O Ministério da Saúde (MISAU) pretende criar no Sistema Nacional de Saúde (SNS) capacidade de resposta aos impactos das mudanças climáticas.

A intenção será materializada através de “uma força de trabalho resiliente” e capaz de antecipar, responder, lidar e adaptar-se aos choques ligados ao clima, com vista a garantir as melhorias necessárias na saúde dos moçambicanos.

Nesta perspectiva, o MISAU e parceiros de cooperação estão reunidos desde ontem, em Maputo, na IV Conferência Anual do Observatório de Recursos Humanos para a Saúde em Moçambique, com enfoque na questão das mudanças climáticas. O encontro, que se realiza anualmente, tem como lema “Por uma força de trabalho resiliente face às mudanças climáticas”.

As mudanças climáticas, no que diz respeito ao aumento da temperatura, ciclones, cheias e secas, são os aspectos que mereceram destaque, tendo em conta que são os factores que depois criam problemas ambientais com implicações na saúde humana, em particular as cheias, que podem levar ao aumento de algumas doenças, como malária, diarreias, cólera e novos surtos como a febre tifóide.

De acordo com a AIM, o fórum vai concentrar as atenções na discussão de mecanismos conducentes à prevenção, através da sua força de trabalho, bem como a respectiva cura.

Na abertura do evento, o secretário permanente do MISAU, Zacarias Zindong, disse que a conferência tem por objectivo promover um intercâmbio estruturado entre profissionais com diferentes perspectivas e que actuam em diversas áreas de saber.

“As mudanças climáticas, que são uma realidade inegável, resultam sobretudo das acções humanas e colocam em perigo a saúde humana e de outros seres vivos no planeta terra”, disse Zindong, citado pela AIM.

No sector da saúde, as manifestações incluem, segundo a fonte, alterações nos padrões de ocorrência de doenças transmitidas por vectores (como a malária) e por água contaminada (como a cólera e outras doenças diarreicas), bem como as doenças respiratórias (sobretudo as resultantes da poluição ambiental, como asma e outras crónicas não transmissíveis); e a ocorrência de distúrbios psicossociais, em consequência dos eventos climáticos extremos, tais como seca, cheias e ciclones.
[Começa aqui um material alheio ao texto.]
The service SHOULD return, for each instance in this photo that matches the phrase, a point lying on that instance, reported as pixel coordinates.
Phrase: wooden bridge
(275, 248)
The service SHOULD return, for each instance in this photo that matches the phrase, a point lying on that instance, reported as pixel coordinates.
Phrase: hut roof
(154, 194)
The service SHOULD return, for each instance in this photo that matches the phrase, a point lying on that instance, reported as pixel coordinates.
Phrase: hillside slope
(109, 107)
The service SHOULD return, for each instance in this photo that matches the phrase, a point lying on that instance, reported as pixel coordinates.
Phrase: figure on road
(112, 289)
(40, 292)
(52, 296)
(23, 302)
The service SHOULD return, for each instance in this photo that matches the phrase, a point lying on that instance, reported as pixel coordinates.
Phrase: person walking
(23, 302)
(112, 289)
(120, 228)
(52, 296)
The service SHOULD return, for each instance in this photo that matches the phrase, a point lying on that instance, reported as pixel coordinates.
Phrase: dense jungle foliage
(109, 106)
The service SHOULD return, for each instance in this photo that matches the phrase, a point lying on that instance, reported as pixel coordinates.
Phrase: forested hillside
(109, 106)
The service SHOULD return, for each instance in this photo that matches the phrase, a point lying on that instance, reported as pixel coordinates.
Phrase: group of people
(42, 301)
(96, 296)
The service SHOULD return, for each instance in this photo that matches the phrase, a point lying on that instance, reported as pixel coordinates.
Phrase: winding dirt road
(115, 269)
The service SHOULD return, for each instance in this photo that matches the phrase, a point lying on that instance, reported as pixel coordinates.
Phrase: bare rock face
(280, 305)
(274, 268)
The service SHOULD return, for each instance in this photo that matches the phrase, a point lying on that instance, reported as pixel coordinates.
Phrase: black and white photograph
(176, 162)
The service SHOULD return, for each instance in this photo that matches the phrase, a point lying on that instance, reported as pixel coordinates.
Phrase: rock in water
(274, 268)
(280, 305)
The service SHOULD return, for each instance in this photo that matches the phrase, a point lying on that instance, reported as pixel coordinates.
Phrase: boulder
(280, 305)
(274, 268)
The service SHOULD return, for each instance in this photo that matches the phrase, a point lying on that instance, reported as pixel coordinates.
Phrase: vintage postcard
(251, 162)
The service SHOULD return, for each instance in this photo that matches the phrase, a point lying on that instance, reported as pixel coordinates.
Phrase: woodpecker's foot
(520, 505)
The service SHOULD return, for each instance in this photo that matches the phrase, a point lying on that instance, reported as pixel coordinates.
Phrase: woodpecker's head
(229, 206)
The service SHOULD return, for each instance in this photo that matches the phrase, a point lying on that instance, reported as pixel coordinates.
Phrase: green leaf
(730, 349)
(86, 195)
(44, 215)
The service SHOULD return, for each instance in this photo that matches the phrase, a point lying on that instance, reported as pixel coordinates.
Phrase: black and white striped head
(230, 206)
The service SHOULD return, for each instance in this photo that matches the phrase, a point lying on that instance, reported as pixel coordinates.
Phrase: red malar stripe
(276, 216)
Perante a realidade, segundo a fonte, a força de trabalho resiliente deverá ter competências para controlar as doenças sensíveis ao clima, desenvolver um sistema de vigilância, assim como compreender como as mudanças climáticas afectam a população e a prestação de serviços de saúde.

O sector da saúde, com pouco mais de 40 mil trabalhadores, vai intensificar a acção formativa virada à componente preventiva e curativa, através da dotação de novas habilidades aos seus funcionários, em face da ameaça das mudanças climáticas, que se traduzirá no aumento de algumas doenças, chuvas e cheias.

O encontro conta com a participação de membros do consultivo, da ministra do pelouro, médicos-chefes provinciais, gestores de recursos humanos a todos os níveis, oradores e moderadores, parceiros de cooperação, representantes da sociedade civil e demais participantes nacionais e internacionais.